UCT has seen a growing number of research papers published in journals and a significant transfer of skills and capacity - thanks to the Mellon Visiting and Retired Scholars Mentorship Project.
Since 2007, when the project was established, 120 young or developing researchers had been mentored by 21 senior academics in a visiting capacity, either as retired professors or on sabbatical from elsewhere.
The number of papers published by the cohort of 'mentees' over the past year has increased five-fold and numerous first-time papers have been presented at national and international conferences. Mentorship interventions have also resulted in a number of successful grant applications.

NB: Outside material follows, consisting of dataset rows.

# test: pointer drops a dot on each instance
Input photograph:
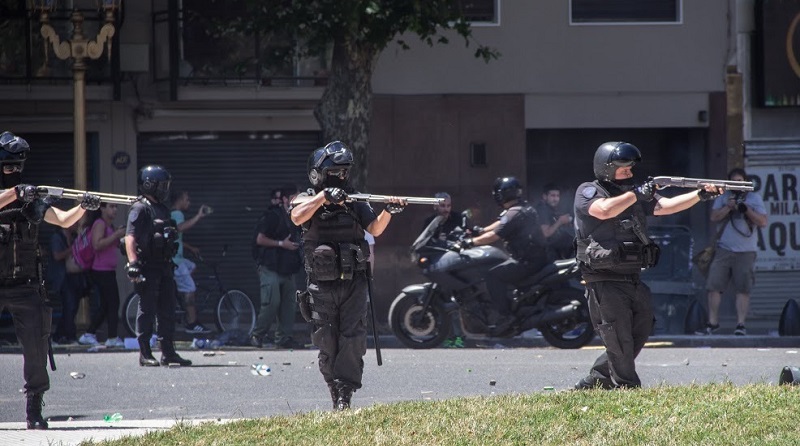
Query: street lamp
(78, 48)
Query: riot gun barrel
(699, 183)
(60, 192)
(370, 198)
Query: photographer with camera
(735, 255)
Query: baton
(372, 313)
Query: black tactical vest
(612, 245)
(20, 259)
(159, 241)
(527, 242)
(333, 244)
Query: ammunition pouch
(650, 255)
(165, 240)
(304, 304)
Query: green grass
(713, 414)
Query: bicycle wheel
(130, 310)
(235, 311)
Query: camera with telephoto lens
(739, 197)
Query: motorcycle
(551, 301)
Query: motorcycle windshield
(426, 234)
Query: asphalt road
(222, 386)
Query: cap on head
(612, 155)
(154, 181)
(506, 189)
(329, 166)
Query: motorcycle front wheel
(417, 327)
(569, 333)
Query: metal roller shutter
(233, 173)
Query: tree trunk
(345, 109)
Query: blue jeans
(277, 299)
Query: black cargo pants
(622, 315)
(32, 318)
(339, 312)
(157, 298)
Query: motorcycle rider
(612, 249)
(21, 282)
(150, 244)
(518, 227)
(336, 256)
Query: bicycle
(234, 309)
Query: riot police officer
(150, 243)
(612, 249)
(21, 282)
(518, 227)
(336, 257)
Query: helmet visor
(338, 153)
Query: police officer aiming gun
(336, 262)
(151, 241)
(613, 248)
(21, 283)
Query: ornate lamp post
(78, 48)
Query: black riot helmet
(612, 155)
(506, 189)
(13, 152)
(329, 166)
(155, 181)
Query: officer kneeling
(613, 248)
(151, 241)
(336, 257)
(22, 290)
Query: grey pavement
(222, 387)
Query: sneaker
(65, 341)
(290, 344)
(709, 329)
(115, 343)
(196, 328)
(88, 339)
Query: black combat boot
(170, 356)
(33, 411)
(146, 358)
(344, 397)
(334, 394)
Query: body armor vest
(333, 244)
(20, 259)
(161, 240)
(612, 245)
(525, 245)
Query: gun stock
(370, 198)
(60, 192)
(699, 183)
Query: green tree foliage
(358, 31)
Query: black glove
(335, 195)
(394, 208)
(706, 195)
(90, 202)
(25, 192)
(462, 245)
(134, 270)
(742, 208)
(645, 191)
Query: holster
(303, 303)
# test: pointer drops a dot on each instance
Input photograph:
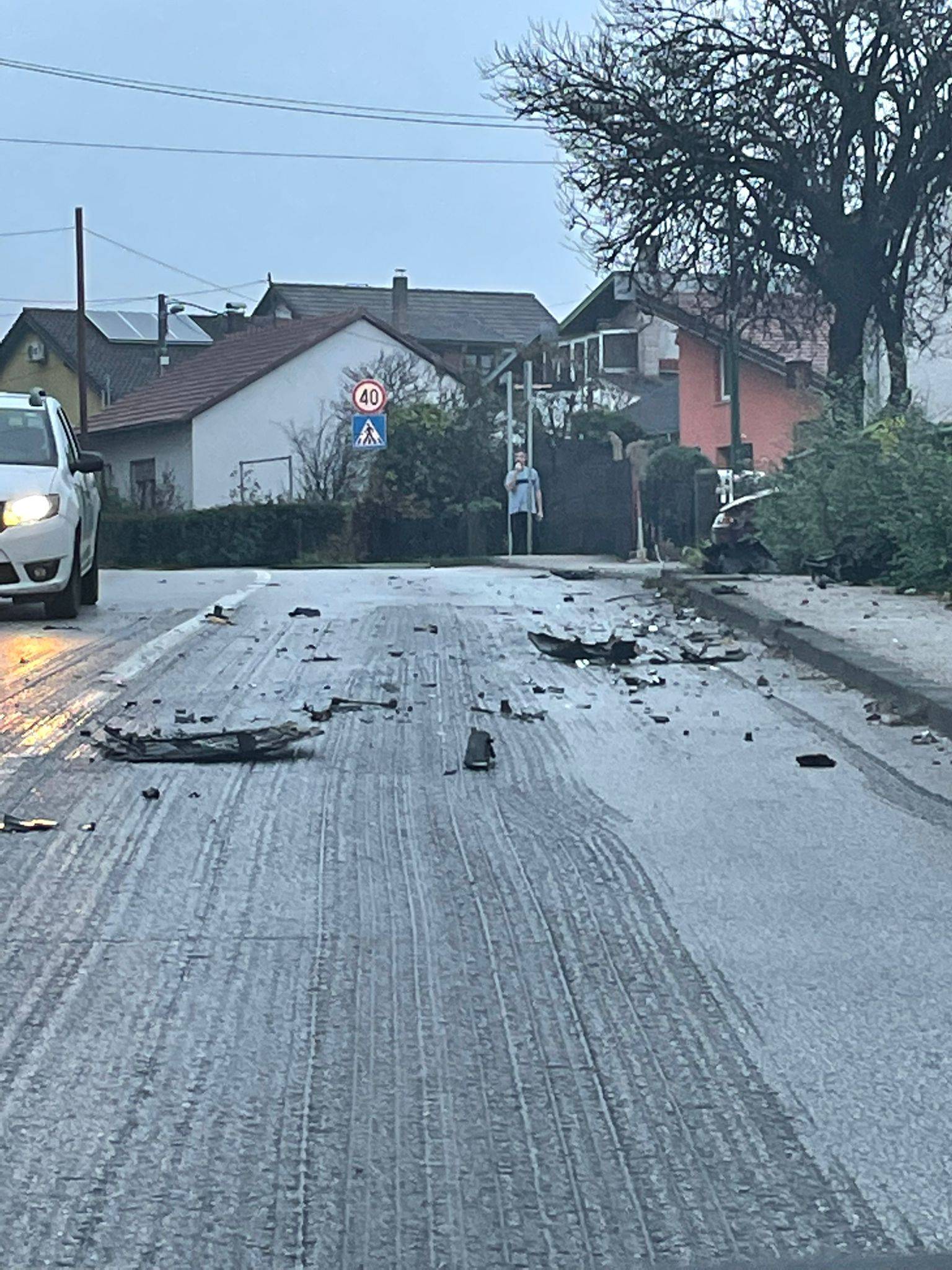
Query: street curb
(907, 693)
(616, 573)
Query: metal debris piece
(353, 704)
(611, 652)
(480, 755)
(13, 825)
(205, 747)
(706, 657)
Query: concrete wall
(54, 375)
(253, 424)
(170, 445)
(769, 409)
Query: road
(644, 992)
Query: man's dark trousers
(519, 525)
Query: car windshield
(25, 437)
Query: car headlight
(31, 510)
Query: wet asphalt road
(646, 991)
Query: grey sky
(232, 220)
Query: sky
(232, 220)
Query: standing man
(524, 499)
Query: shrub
(265, 534)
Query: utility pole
(163, 333)
(508, 453)
(733, 351)
(527, 386)
(82, 329)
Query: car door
(87, 493)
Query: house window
(143, 483)
(620, 351)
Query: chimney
(402, 287)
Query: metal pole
(527, 381)
(82, 329)
(508, 453)
(163, 332)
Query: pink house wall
(769, 408)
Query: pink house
(782, 370)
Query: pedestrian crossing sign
(369, 432)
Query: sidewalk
(895, 648)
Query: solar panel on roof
(141, 328)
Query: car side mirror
(89, 461)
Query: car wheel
(89, 590)
(66, 602)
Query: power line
(60, 229)
(299, 106)
(180, 295)
(276, 154)
(165, 265)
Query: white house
(223, 419)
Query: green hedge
(260, 534)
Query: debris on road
(13, 825)
(637, 683)
(480, 755)
(611, 652)
(238, 745)
(710, 654)
(815, 761)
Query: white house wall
(253, 425)
(169, 445)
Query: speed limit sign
(369, 397)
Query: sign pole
(509, 453)
(527, 381)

This wide-spread source of expertise brings with it a diversity of perspectives - whether academically, professionally or culturally - that enhance the capacity of the mentees.
The project aims to strengthen the next generation of researchers through a process of discipline-specific mentoring, while simultaneously establishing a culture of mentorship.
Dr Stuart Saunders, special advisor for the Mellon Foundation South African programme, said the initiative was new in the country, and that it had produced "outstanding results".
He said the programme was conceptualised in a way that would maximise the opportunity provided by senior researchers as a key resource for producing the next generation of scholars. They bring a wealth of experience into departments where their sustained presence over a period of time provides a nurturing environment which fosters research activity.
Dr Don Randel, president of the Mellon Foundation in the US, said the foundation was concerned with the development of faculty in America, and were happy that the same goals were being pursued in South Africa.